La Fédération Nationale des Groupements Naam (FNGN) et son partenaire Conseil Œcuménique des Églises (COE) visitant les activités des membres du groupement de Lossa découvrent les efforts dudit groupement et décidèrent d’appuyer cette initiative avec divers appuis notamment dans la construction du bâtiment (ciment, ouvertures, tôles) et la constitution d’un stock de céréales. Les membres du groupement ont apporté la main d’œuvre, les agrégats, le terrain et le stock initial issus de leurs récoltes.  Ainsi naissaient en 1982 les premières banques de céréales de la FNGN dont la gestion était assurée par un comité de gestion composé de 12 membres dont 06 femmes et 06 hommes.                                                        

Cependant, les banques de céréales ont rencontré d’énormes difficultés de gestion et/ou des problèmes de gouvernance. Face à cette situation, la Fédération Nationale des Groupements Naam (FNGN)  et son partenaire SOS FAIM Belgique ont procédé à une étude diagnostique et participative  en 1999 des banques de céréales au niveau des villages.
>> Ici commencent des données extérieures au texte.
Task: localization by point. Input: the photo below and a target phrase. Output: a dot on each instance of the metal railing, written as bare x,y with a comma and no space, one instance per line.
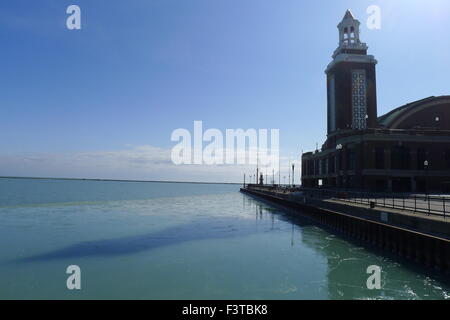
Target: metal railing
428,204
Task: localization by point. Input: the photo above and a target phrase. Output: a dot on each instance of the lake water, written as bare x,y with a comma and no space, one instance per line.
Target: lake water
180,241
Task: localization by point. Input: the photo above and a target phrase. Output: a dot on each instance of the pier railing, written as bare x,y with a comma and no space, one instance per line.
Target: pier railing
418,203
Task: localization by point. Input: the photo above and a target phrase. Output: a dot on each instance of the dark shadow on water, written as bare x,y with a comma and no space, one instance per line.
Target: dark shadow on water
207,229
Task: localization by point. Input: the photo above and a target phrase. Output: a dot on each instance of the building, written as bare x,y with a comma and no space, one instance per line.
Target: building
405,150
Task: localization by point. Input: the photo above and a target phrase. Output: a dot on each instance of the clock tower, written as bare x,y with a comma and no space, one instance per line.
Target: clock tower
351,81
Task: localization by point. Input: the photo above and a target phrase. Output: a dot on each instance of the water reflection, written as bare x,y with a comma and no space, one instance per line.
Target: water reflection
347,262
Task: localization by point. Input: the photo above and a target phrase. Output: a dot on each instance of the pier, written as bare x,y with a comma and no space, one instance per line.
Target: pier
414,227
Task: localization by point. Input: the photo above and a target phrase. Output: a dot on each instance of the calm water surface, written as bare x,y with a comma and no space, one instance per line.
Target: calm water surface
180,241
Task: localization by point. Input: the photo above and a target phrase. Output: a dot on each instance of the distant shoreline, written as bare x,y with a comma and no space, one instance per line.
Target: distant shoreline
118,180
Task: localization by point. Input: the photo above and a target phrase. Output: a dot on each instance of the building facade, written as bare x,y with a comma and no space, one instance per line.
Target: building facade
405,150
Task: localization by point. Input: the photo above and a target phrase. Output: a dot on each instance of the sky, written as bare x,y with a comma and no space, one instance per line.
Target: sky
103,101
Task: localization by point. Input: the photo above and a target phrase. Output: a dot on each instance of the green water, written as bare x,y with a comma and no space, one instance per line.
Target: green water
180,241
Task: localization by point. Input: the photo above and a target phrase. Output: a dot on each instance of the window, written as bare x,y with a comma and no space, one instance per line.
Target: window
351,161
359,100
447,158
421,158
400,158
379,158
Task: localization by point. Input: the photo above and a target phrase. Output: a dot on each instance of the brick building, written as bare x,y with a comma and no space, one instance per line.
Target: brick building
405,150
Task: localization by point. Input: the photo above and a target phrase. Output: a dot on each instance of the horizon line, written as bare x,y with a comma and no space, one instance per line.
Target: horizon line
117,180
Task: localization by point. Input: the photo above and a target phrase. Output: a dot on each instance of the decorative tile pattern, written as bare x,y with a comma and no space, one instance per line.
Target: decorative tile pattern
359,99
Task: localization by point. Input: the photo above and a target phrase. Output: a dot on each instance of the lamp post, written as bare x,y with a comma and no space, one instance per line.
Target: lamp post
425,165
293,175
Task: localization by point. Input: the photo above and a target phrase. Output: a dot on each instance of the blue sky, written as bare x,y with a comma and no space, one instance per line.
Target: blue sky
140,69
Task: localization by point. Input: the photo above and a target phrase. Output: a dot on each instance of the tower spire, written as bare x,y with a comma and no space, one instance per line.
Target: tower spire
349,35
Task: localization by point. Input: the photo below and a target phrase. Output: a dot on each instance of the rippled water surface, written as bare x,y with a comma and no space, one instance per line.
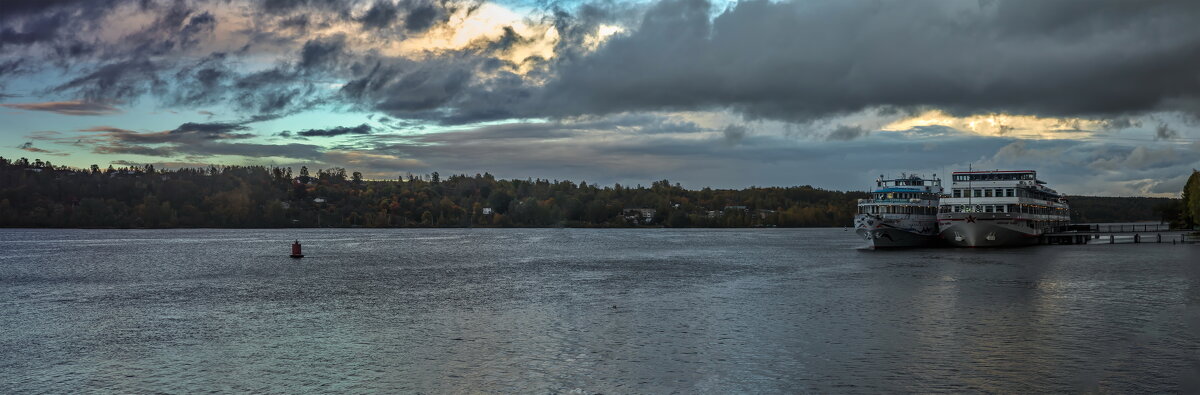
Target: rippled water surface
587,311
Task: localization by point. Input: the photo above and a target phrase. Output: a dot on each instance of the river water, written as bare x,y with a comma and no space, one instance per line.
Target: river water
587,311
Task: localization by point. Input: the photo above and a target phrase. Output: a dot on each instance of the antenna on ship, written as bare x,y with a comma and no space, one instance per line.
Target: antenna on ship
970,190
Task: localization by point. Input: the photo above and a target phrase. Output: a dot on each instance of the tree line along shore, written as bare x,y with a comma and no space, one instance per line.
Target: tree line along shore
41,195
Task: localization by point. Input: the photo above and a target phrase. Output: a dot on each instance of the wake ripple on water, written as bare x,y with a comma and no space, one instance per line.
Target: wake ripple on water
587,311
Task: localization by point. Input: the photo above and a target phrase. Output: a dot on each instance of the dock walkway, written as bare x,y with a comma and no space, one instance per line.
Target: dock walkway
1084,233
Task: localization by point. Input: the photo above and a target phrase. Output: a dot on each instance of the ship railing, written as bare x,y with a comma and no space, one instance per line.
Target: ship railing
1125,228
892,201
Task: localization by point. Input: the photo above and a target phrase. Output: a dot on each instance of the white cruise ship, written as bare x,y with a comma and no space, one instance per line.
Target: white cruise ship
1000,208
901,213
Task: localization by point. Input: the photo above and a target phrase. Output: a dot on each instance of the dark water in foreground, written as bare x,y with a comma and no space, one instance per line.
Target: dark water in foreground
587,311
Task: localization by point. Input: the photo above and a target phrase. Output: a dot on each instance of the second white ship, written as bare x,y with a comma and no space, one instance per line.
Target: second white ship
1000,208
901,213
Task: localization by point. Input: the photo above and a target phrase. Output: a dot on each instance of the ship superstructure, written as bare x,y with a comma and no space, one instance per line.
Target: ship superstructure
900,213
1000,208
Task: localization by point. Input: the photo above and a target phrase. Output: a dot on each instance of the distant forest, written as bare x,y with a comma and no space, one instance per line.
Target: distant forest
42,195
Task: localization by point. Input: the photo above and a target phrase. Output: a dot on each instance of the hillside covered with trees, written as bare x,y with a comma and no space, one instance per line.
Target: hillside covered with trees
41,195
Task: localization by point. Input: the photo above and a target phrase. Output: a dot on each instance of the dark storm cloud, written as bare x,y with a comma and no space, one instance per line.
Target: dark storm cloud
67,108
318,53
214,129
36,29
421,18
119,81
334,131
798,60
381,15
787,60
845,132
1164,132
29,147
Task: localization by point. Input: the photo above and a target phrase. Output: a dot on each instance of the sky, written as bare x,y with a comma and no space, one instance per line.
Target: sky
1101,97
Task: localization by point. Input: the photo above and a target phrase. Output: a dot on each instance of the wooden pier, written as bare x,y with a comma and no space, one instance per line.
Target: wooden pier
1109,233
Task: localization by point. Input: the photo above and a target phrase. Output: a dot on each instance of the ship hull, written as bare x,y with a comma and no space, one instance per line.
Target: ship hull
880,232
985,231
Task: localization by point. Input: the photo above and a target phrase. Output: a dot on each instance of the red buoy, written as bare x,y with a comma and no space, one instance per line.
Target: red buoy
295,250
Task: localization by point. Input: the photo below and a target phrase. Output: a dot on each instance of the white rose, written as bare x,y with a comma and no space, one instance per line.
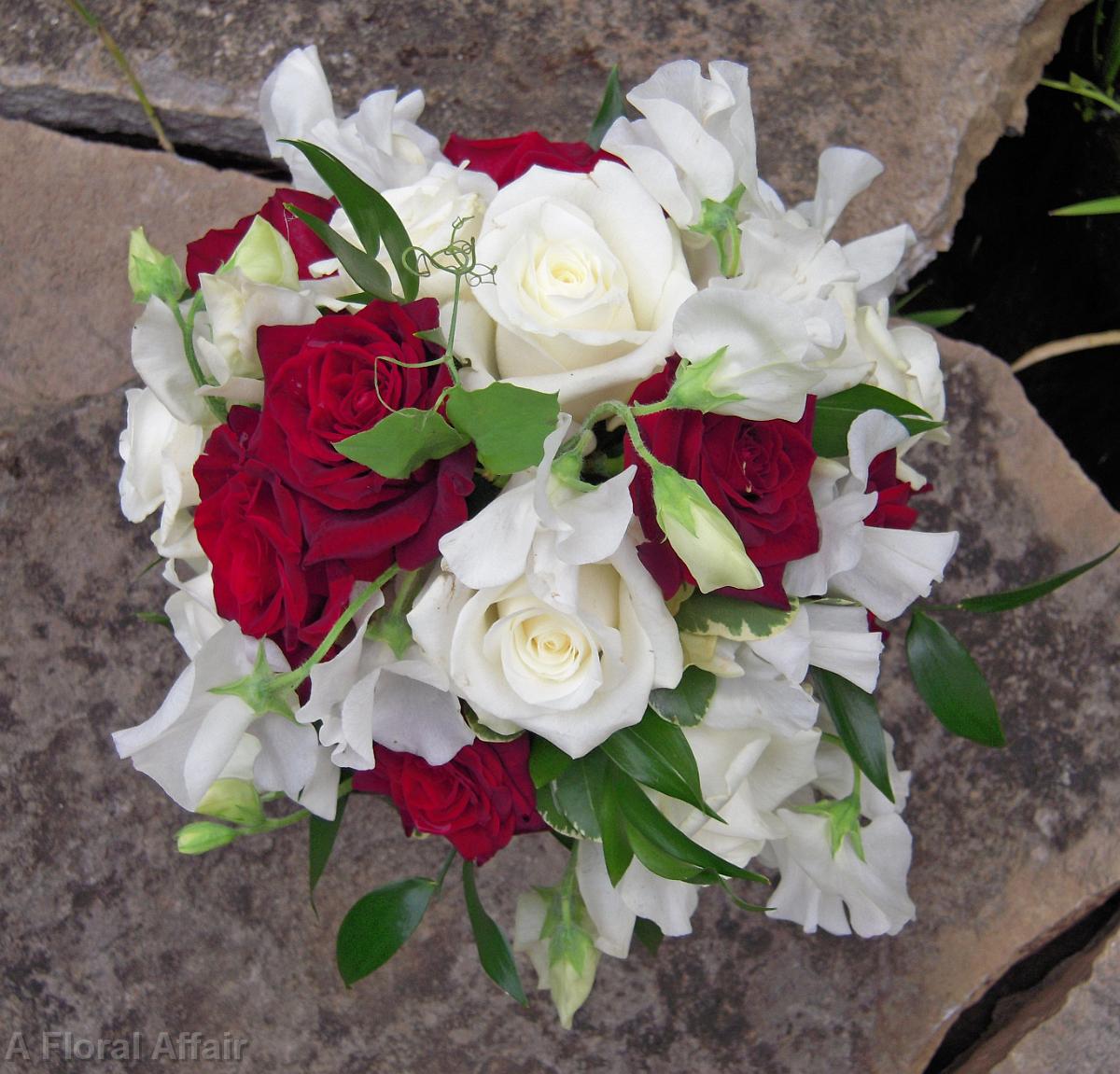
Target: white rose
589,275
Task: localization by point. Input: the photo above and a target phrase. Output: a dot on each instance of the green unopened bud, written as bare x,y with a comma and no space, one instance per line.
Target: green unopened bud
233,800
203,835
266,257
151,272
700,533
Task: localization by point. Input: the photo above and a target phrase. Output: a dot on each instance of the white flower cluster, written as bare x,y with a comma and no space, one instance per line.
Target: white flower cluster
540,616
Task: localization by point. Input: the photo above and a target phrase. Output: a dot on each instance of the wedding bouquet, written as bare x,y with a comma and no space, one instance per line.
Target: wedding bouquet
546,487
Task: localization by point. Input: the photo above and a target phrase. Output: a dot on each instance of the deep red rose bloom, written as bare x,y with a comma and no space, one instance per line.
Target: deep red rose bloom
216,247
756,473
891,508
250,527
480,800
505,160
323,382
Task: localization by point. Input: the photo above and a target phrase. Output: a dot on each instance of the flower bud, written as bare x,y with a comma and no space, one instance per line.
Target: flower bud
233,800
203,835
701,535
266,257
151,272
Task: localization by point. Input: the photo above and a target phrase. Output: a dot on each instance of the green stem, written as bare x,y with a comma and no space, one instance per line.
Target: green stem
292,678
122,62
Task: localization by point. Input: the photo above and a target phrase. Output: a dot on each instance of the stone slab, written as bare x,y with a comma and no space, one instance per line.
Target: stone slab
105,930
928,88
1084,1036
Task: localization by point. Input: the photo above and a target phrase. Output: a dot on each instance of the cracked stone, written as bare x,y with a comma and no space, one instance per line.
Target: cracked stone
105,930
928,88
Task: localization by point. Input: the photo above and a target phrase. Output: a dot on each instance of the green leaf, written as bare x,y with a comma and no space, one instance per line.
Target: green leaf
951,683
402,441
739,621
658,755
371,216
857,720
940,318
643,816
320,841
576,792
364,269
613,106
546,761
1016,598
494,951
379,924
1099,206
616,845
835,413
688,701
508,424
649,934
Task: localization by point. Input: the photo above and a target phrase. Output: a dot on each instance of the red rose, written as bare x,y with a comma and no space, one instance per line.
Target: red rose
250,527
504,160
756,473
214,249
891,507
324,382
480,800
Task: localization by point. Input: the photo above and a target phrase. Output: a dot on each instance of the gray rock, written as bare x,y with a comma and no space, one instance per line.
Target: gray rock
928,88
105,930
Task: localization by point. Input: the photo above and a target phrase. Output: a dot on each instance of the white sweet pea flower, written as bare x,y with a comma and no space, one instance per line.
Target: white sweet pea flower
160,453
697,139
817,885
565,635
381,143
197,737
591,274
885,570
765,347
365,694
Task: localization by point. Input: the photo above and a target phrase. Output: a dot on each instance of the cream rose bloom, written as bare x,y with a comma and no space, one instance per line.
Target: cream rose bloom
589,275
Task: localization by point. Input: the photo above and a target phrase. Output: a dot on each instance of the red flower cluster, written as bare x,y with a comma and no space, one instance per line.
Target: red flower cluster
289,523
505,160
480,800
756,473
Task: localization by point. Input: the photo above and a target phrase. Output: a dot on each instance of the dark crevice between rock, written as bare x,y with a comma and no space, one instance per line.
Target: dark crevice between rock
1006,1012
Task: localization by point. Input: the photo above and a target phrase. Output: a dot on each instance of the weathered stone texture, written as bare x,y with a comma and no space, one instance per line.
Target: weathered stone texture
105,930
928,88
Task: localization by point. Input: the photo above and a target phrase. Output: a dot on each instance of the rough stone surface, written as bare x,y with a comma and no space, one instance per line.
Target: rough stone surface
928,88
1084,1036
105,930
64,238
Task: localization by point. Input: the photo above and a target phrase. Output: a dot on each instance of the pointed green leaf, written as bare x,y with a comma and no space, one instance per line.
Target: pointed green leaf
494,951
367,272
688,701
835,413
379,924
857,720
576,792
614,105
951,683
616,846
402,441
642,816
320,841
731,617
1016,598
547,761
656,754
373,218
508,424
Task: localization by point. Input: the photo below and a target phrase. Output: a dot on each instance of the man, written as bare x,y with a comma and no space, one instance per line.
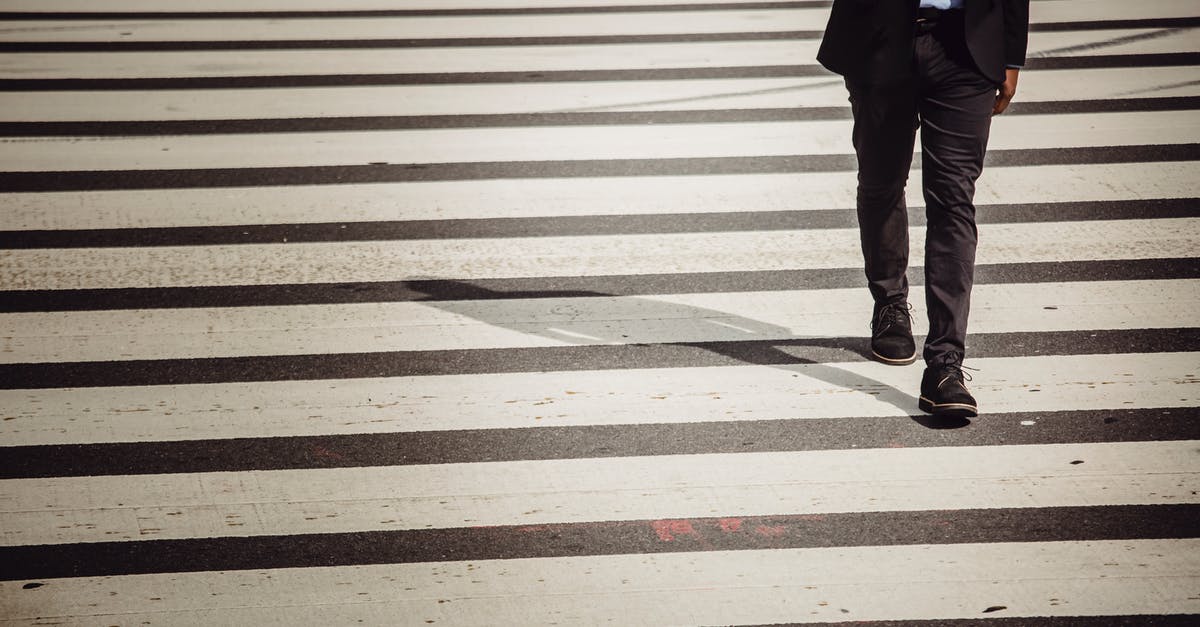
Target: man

Des ateliers ont été ensuite organisés au niveau des unions puis au niveau national afin de définir de nouvelles orientations pour les banques de céréales.

Les résultats de l’étude ont conduit à la mise en place d’un programme de redynamisation des  banques de céréales dénommé ‘’Programme de Renforcement des Greniers de Sécurité Alimentaire (PR-GSA) qui s’est déroulé en deux phases de 2002 à 2008 puis de 2010-2015 et permis de rebaptiser les banques de céréales en Greniers de Sécurité Alimentaire (GSA) avec un accroissement de leur nombre atteignant plus de 400 en 2015.

Pour la mise en œuvre de la première phase du PRGSA, un Cadre d’Echange et de Concertation (CEC) a été mis en place. Composé de la FNGN, d’un représentant du ministère de l’agriculture au niveau de la région du Nord, d’un représentant de l’Ambassade de Belgique, d’un représentant de SOS FAIM Belgique  et l’équipe d’appui technique du R-GSA, ledit cadre se réuni chaque six (06) mois de l’année afin de rendre compte des activités et assurer le pilotage stratégique du programme.

A l’issue de la première phase, une évaluation externe commanditée par les partenaires financiers (Fonds Belge de Survie et SOS FAIM) avec des résultats très satisfaisant a permis le renouvellement du programme pour cinq nouvelles années (2010-2015) après une phase transitoire deux ans (2008-2010) au cours desquelles l’ensemble des charges sont assurées avec les fonds propres du R-GSA.
Le PRGSA a défini cinq axes de travail pour l’organisation de son équipe technique afin d’évaluer l’avancement de réalisation des activités et les résultats obtenus. Il s’agit :

  • Axe 1 : Approvisionnement et commercialisation ;
  • Axe 2 : Optimisation des fonds de roulement ;
  • Axe 3 : Infrastructures et équipements ;
  • Axe 4 : Renforcement des capacités et des compétences ;
  • Axe 5 : Renforcement de la cohérence et la solidarité au sein du réseau des Greniers de sécurité alimentaire (RGSA).

En 2014, la FNGN et SOS FAIM ont recruté un cabinet juridique afin de prospecter les lois du Burkina Faso  permettant de créer un nouveau dynamisme au niveau du RGSA. A la restitution de l’étude du cabinet au cours d’une assemblée générale, l’ensemble des acteurs (FNGN, SOSFAIM Belgique et  les unions des groupements Naam) a opté unanimement de transformer le RGSA en coopérative.

En 2015 soit précisément le 31 janvier, le PR-GSA est institutionnalisé en une coopérative avec conseil d’administration conformément à la loi OHADA relative au droit des sociétés coopératives dans une perspective d’autonomie, de responsabilisation des acteurs et de durabilité. Dénommé Coopérative Viimbaore/Naam, elle compte 39 membres dont 37 unions et 02 partenaires (SOS Faim et la Fédération Nationale des groupements Naam (FNGN)) en tant que membres de soutient.